Title in English AMETYST – Results of an Observational Phase IV Clinical Study Evaluat­­ing the Ef­fect of Intramuscular Interferon Beta-1a Therapy in Patients with Clinically Isolated Syndrome or Clinically Definite Multiple Sclerosis
Authors

ŠTOURAČ Pavel HORÁKOVÁ D. KLÍMOVÁ E. TURČÁNI P.

Year of publication 2017
Type Article in Periodical
Magazine / Source Česká a slovenská neurologie a neurochirurgie
MU Faculty or unit

Faculty of Medicine

Citation
Doi http://dx.doi.org/10.14735/amcsnn2017660
Field Neurology, neurosurgery, neurosciences
Keywords multiple sclerosis; clinically isolated syndrome; quality of life; cognition; clinical course
Description AMETYST, a prospective, non-interventional phase IV clinical study, evaluating subjective and objective parameters of 3-year intramuscular interferon beta-1a therapy in patients with clinically isolated syndrome or clinically definite multiple sclerosis.
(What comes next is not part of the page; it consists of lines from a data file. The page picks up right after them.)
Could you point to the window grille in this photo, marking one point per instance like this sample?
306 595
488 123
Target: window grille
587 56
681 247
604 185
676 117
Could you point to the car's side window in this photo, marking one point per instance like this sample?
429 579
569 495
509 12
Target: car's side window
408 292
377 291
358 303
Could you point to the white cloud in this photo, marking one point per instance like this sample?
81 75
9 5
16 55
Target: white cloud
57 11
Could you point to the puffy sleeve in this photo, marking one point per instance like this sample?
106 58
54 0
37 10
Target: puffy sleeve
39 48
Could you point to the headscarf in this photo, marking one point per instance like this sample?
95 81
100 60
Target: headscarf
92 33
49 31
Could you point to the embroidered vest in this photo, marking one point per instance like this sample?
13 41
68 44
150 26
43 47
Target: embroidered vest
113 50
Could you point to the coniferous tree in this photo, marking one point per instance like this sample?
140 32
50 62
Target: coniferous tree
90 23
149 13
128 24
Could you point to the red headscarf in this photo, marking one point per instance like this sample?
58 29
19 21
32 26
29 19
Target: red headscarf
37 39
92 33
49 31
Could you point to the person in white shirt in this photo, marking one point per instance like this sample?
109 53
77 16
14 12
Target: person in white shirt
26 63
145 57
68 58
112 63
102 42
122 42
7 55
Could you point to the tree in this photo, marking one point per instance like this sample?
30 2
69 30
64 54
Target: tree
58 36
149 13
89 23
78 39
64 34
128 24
Aim: The primary objective of the study was to evaluate the impact of the study treatment on quality of life assessed by the patient using the visual analogue scale (VAS) and 36-item Short Form Health Survey. Secondary objectives included quality of life assessed using the VAS by the physician, assessment of cognitive functions by the physician using the PASAT test, the occurrence of relapses in the course of the study and the development of clinically definite multiple sclerosis in patients with clinically isolated syndrome, and the evaluation of weekly intramuscular injection administration by patient. Material and methods: The study was conducted in centres specialized in the treatment of multiple sclerosis – 14 sites in the Czech Republic and 10 sites in Slovakia. A total of 559 patients were enrolled in the study. Clinical parameters were assessed every six months, the other parameters every 12 months. An analysis of data was performed using descriptive statistic methods. To eliminate the impact of prematurely withdrawn patients on the study results, the data of patients who completed all study visits were analysed separately. Results: An improvement of the quality of life was detected during the study treatment; however, this improvement was only mild or unconvincing. The quality of life assessed by patient corresponded very well to the quality of life assessed by the physician. Conclusion: It was confirmed that the treatment has an important effect on relapse rate reduction and stabilization of patients’ clinical status, including their cognitive functions.